UN chief Ban Ki-moon pleaded Tuesday for Libya's unity government to be allowed to start work quickly and called for anyone obstructing the peace process to be held accountable.
Ban, speaking in Tunisia, called for a UN-backed presidential council to be permitted to work towards "the immediate peaceful and orderly handover of power to the government of national accord."
He also urged Libya's internationally recognised parliament, based in the country's east, "to uphold its responsibilities" in implementing a UN-brokered power-sharing deal announced in December.
"Those obstructing the political process should be held accountable. The Libyan people deserve peace, security and prosperity under a strong, united government," he said.
The power-sharing deal aims to end years of political turmoil in the North African state that has been exploited by jihadists and people-smugglers.
But both of Libya's rival authorities -- the government backed by the recognised parliament and another supported by armed groups in the capital -- have refused to cede power to the unity government.

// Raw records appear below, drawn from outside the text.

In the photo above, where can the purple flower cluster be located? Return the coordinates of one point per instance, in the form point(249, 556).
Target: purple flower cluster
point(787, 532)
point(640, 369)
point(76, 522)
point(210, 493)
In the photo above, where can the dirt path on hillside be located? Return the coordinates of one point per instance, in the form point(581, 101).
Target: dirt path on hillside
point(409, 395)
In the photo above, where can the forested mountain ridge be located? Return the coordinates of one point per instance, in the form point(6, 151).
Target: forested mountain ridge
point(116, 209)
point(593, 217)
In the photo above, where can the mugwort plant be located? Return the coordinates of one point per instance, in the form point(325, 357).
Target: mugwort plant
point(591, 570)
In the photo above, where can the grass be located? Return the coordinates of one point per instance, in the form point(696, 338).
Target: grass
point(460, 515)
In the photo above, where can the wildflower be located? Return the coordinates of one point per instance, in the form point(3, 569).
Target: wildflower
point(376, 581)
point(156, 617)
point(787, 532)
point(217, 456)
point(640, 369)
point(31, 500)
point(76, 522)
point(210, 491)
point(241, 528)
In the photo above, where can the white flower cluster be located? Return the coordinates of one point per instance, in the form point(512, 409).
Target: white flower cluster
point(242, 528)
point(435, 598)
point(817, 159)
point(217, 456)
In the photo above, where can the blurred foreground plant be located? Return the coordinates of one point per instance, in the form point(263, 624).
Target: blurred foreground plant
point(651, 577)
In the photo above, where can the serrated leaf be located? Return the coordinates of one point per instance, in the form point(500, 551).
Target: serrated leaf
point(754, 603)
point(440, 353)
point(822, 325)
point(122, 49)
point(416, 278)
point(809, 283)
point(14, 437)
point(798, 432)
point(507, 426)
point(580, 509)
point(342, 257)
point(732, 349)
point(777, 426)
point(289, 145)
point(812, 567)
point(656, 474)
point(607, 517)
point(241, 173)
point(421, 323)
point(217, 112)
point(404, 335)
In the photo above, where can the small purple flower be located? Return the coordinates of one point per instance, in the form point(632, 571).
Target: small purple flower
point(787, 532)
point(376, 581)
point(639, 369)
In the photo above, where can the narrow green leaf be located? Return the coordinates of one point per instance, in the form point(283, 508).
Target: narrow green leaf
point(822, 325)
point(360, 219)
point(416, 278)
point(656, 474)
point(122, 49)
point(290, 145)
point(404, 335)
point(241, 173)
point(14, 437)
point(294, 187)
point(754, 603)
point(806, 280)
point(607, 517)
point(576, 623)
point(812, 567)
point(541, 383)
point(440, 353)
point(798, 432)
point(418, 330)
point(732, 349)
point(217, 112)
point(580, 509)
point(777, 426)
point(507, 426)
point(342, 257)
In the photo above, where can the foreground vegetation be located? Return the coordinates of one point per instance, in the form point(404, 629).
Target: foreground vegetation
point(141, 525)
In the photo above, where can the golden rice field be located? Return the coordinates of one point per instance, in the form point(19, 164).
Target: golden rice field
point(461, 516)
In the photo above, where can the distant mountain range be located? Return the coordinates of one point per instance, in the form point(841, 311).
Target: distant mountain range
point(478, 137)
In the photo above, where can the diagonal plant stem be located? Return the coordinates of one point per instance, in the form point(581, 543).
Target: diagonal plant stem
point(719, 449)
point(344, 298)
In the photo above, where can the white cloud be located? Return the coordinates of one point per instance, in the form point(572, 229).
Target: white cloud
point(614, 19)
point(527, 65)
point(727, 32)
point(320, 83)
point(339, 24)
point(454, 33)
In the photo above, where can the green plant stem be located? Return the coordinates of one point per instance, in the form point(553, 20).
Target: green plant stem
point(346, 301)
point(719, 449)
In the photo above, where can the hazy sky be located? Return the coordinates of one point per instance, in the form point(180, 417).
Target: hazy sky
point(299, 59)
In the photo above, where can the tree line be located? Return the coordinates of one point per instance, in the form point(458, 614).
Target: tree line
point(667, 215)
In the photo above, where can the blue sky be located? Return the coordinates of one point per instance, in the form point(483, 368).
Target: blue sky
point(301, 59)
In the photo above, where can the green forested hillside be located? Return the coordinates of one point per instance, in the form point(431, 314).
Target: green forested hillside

Tripoli's unrecognised administration on Friday announced a "maximum state of emergency" after the Tunisia-based presidential council said the unity government would soon start working in the capital.
World powers are pressing all sides in the Libyan conflict to accept the UN-brokered deal, amid concerns the Islamic State jihadist group is gaining influence in the country.
Western nations are openly considering a military intervention against the extremists.
"There are many countries who really wish that Libya now establishes the government of national accord so that we can help them, so that they can establish their country with peace and security," Ban said.
"Terrorism poses a great threat not only in Libya and Tunisia but all around the world as we have seen in the past few days in Belgium, Iraq and Pakistan. We need a united global approach".